Tribunal nega pedido de terceirizada para que Prefeitura de Rio Preto libere recurso retido
Desembargador negou o pedido da empresa para que a Prefeitura fosse obrigada a quitar notas fiscais relativas a contratos de prestação de serviços com a Secretaria Municipal de Educação

O Tribunal de Justiça de São Paulo rejeitou pedido da empresa GF Prestação de Serviços de que a Prefeitura de Rio Peto fizesse repasse para a empresa relativo ao último mês. A empresa têm contratos com a Secretaria de Educação e não apresentou certidão negativa de débitos federais ao município. Por conta disso, o pedido foi rejeitado administrativamente. A empresa entrou com pedido na Justiça de Rio Preto para liberação do recurso, e a liminar foi negada.

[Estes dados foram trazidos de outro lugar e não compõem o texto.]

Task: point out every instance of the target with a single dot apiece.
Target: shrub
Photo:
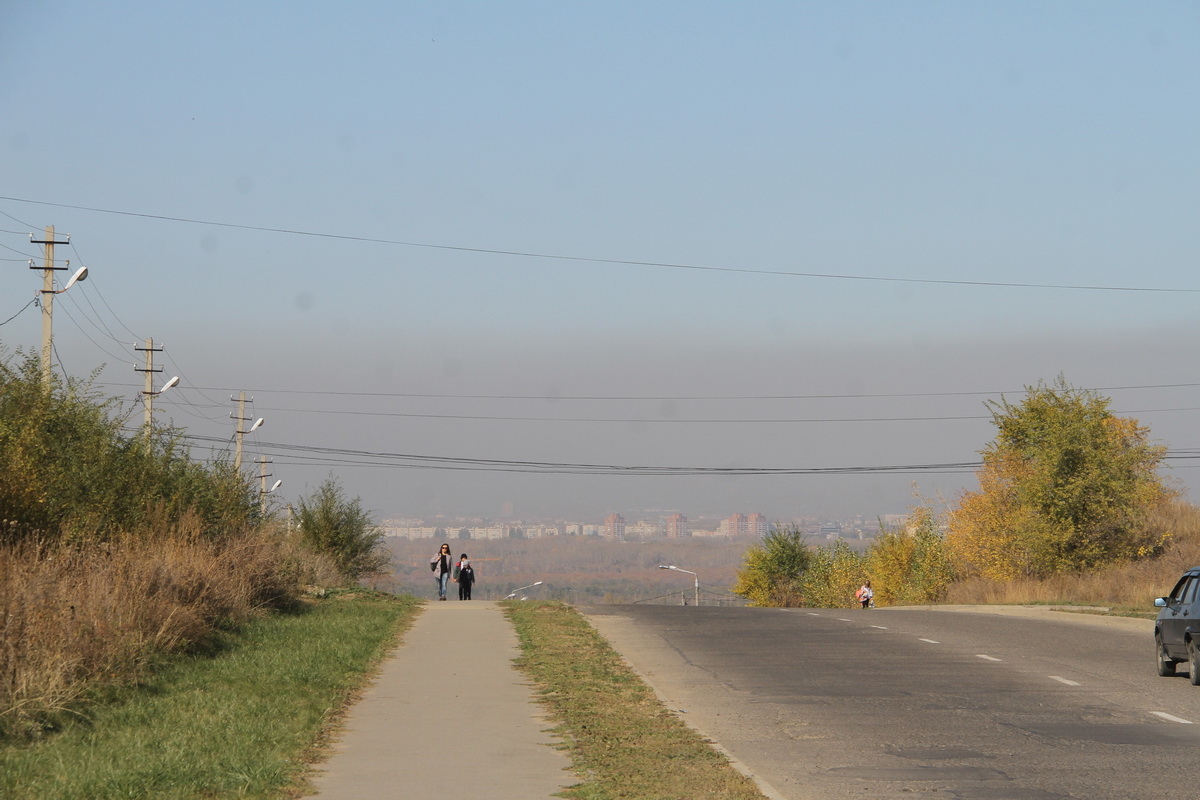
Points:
(341, 529)
(911, 565)
(773, 570)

Em recurso apresentado ao tribunal, o desembargador Oswaldo Luiz Palu negou o pedido da empresa para que a Prefeitura fosse obrigada a quitar notas fiscais relativas a contratos de prestação de serviços com a Secretaria Municipal de Educação. A decisão foi proferida na quinta, 12.
Por conta disso, parte dos funcionários da empresa paralisaram atividades. São cerca de 1,7 mil contratados terceirizados por meio da Secretaria de Educação. Os trabalhadores protestaram em frente a Prefeitura.
O prefeito de Rio Preto, Coronel Fábio Candido (PL), disse que os pagamentos ficariam a cargo da Prefeitura diretamente em conta bancária dos funcionários. A previsão era de que os pagamentos sejam encerrados nesta sexta-feira, 13.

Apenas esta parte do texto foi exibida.